What does this mean in terms of accountability?
We have more accountability than we might suppose. There are quantitative studies, with due methodological rigor, that show that councils do make a difference. Political scientists Lorena Barberia and George Avelino showed, for example, that where there is a health council with enough time to develop its routine and operations, there is a drop in the probability of corruption. This pattern is not common elsewhere, where experiences are informal, or the scope of the institutionalization is very narrow. Within the domains we researched, Brazil has the strongest configuration, with the greatest diversity.

In terms of democratic arrangements, are we seeing the framework for a new era?
The understanding of democracy as an institutional order structured into the division of powers, parties, and elections is fundamental, but very limited. There is clearly a process of institutional pluralization of democracy underway. Institutions have evolved to be more stable in contexts where they were able to produce a virtuous, or synergetic, connection with the political system. In the case of Brazil, the transition produced political parties committed to participation, which emerged into democratic life without a captive electorate, not necessarily from a programmatic point of view, but because it made sense from an electoral point of view, to bet on inclusion and citizen participation. From the MDB [Brazilian Democratic Movement] to the PSDB [Brazilian Social Democracy Party], to the PT [Worker’s Party], everyone gambled on encouraging and implementing participatory institutions.

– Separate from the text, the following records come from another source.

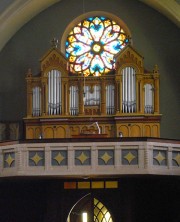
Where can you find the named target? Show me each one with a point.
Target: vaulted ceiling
(15, 13)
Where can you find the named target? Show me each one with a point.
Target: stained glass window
(92, 44)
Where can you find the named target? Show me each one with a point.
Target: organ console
(62, 104)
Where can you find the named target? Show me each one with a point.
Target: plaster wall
(153, 35)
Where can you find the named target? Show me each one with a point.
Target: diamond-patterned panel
(59, 157)
(176, 158)
(82, 157)
(9, 159)
(36, 158)
(106, 157)
(159, 157)
(129, 157)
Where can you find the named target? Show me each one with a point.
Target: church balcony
(89, 157)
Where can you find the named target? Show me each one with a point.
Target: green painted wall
(154, 37)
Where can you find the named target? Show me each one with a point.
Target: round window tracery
(92, 44)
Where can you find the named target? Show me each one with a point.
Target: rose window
(92, 44)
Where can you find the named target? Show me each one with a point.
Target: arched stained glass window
(92, 44)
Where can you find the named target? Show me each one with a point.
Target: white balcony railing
(84, 158)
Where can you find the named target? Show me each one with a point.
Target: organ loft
(122, 102)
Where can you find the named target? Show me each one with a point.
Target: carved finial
(29, 73)
(54, 43)
(156, 69)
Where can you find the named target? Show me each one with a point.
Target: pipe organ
(62, 104)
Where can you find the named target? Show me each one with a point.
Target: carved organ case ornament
(61, 104)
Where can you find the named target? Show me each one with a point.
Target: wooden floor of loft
(91, 139)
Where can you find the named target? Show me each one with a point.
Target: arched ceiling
(15, 13)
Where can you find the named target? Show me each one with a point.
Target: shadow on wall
(9, 131)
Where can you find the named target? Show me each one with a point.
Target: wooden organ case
(61, 104)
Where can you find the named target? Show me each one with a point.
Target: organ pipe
(54, 92)
(128, 90)
(36, 103)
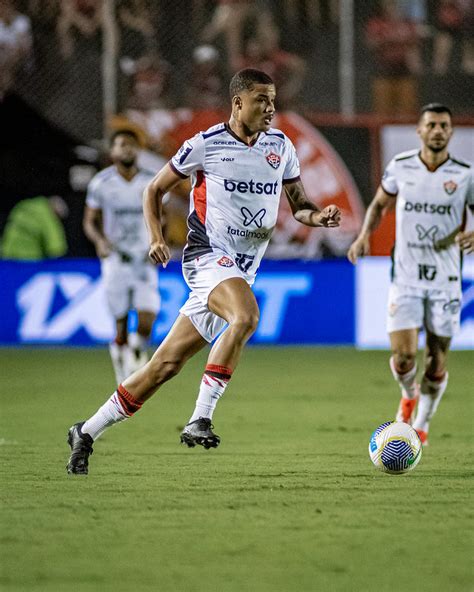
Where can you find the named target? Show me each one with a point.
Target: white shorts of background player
(409, 307)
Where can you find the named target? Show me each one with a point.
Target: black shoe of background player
(200, 432)
(81, 449)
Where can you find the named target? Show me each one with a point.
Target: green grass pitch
(288, 502)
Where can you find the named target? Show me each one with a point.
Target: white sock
(118, 354)
(430, 398)
(210, 391)
(119, 407)
(407, 381)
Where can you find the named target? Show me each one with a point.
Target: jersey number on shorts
(243, 261)
(426, 272)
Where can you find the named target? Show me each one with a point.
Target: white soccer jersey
(430, 210)
(236, 191)
(122, 210)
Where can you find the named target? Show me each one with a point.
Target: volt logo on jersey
(423, 233)
(251, 187)
(184, 152)
(450, 187)
(273, 160)
(249, 217)
(225, 262)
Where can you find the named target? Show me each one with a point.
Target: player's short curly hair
(123, 132)
(246, 79)
(436, 108)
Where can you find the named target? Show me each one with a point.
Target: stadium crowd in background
(15, 44)
(406, 49)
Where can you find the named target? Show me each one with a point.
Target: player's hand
(359, 248)
(159, 252)
(465, 240)
(103, 248)
(329, 217)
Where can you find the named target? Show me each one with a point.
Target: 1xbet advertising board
(63, 303)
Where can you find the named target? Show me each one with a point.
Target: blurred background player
(230, 224)
(432, 190)
(113, 221)
(34, 229)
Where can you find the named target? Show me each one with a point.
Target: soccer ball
(395, 448)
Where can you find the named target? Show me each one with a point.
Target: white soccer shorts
(409, 307)
(202, 275)
(130, 286)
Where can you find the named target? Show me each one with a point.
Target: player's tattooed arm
(382, 202)
(153, 195)
(307, 212)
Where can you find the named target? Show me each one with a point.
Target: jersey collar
(234, 135)
(427, 167)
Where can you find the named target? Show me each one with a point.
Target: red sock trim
(128, 401)
(437, 377)
(219, 371)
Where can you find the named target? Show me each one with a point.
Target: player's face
(258, 107)
(435, 130)
(124, 150)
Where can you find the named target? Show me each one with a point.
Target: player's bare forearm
(361, 247)
(306, 212)
(153, 211)
(165, 180)
(375, 212)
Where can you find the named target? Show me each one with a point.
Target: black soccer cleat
(200, 432)
(81, 449)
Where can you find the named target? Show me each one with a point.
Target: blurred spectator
(34, 229)
(78, 20)
(206, 90)
(15, 44)
(286, 69)
(454, 24)
(319, 13)
(230, 19)
(149, 79)
(394, 42)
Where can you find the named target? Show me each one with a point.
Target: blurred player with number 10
(431, 190)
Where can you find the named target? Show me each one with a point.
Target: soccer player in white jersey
(432, 190)
(114, 222)
(238, 171)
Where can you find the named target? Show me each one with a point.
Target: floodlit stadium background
(162, 68)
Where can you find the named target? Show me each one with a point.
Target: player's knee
(404, 361)
(245, 323)
(435, 372)
(144, 330)
(163, 369)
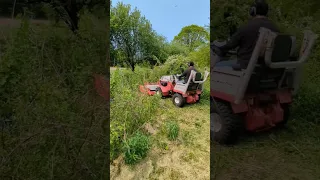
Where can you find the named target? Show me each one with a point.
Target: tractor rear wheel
(225, 126)
(178, 100)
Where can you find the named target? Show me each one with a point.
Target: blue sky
(169, 16)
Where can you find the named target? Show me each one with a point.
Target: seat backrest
(263, 77)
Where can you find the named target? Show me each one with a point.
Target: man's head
(259, 8)
(190, 63)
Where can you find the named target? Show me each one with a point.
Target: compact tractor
(181, 91)
(257, 98)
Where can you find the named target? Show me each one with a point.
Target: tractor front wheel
(178, 100)
(225, 126)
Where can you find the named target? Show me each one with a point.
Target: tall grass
(130, 109)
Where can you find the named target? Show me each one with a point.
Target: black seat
(265, 78)
(194, 86)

How did this work in the other countries in the sample?
In South Africa, for example, institutions are gaining momentum within the transition process, but there isn’t any strong electoral competition because the African National Congress party seized power, settled in, and never left. There, all forms of inclusion were gradually controlled by the party, which is similar to the case in Mexico. For participation to exist as an expression of civil society, electoral competition is essential. In Brazil, this relationship grew in an honest manner.

Do you begin by assuming that participation is always positive?
Not necessarily. It may be useless, or worse. Poorly defined, poorly conducted, or poorly implemented participation can have disastrous consequences. But in general, it’s better that those affected by a certain policy have opportunities to influence it, and are able to exercise some control, or to challenge and change the decisions made by those in power. Citizens have very different interests, preferences, and concerns. If there are no circumstances that make the state permeable to the demands of these groups, they are disregarded.

In this sense, were the 2018 elections a turning point?
Unfortunately, yes. Brazil has experienced a period of expansion over the past 30 years. If we look at it with a magnifying glass, we can see that it exhibited differing intensities, but similar signals, as it included diverse actors. That period is ending. The democratizing wave is over. Our research agenda has several challenges ahead. One is to be able to diagnose which of these channels will be capable of resistance. We know that the more institutionalized channels have greater capacity because they have more resources, and among them are actors that have a greater likelihood of weathering setbacks. But it is possible to dismantle even the most institutionalized ones, by “dehydrating” them, for example. This has already begun. For the quality of our democracy it’s a step backwards; for the production of knowledge, we’re living through a natural experiment, and in this sense, the Brazilian case constitutes a unique laboratory. We’re going to be able to test some of our field’s assumptions, to see what happens to the sectors that were institutionalized and those that were not.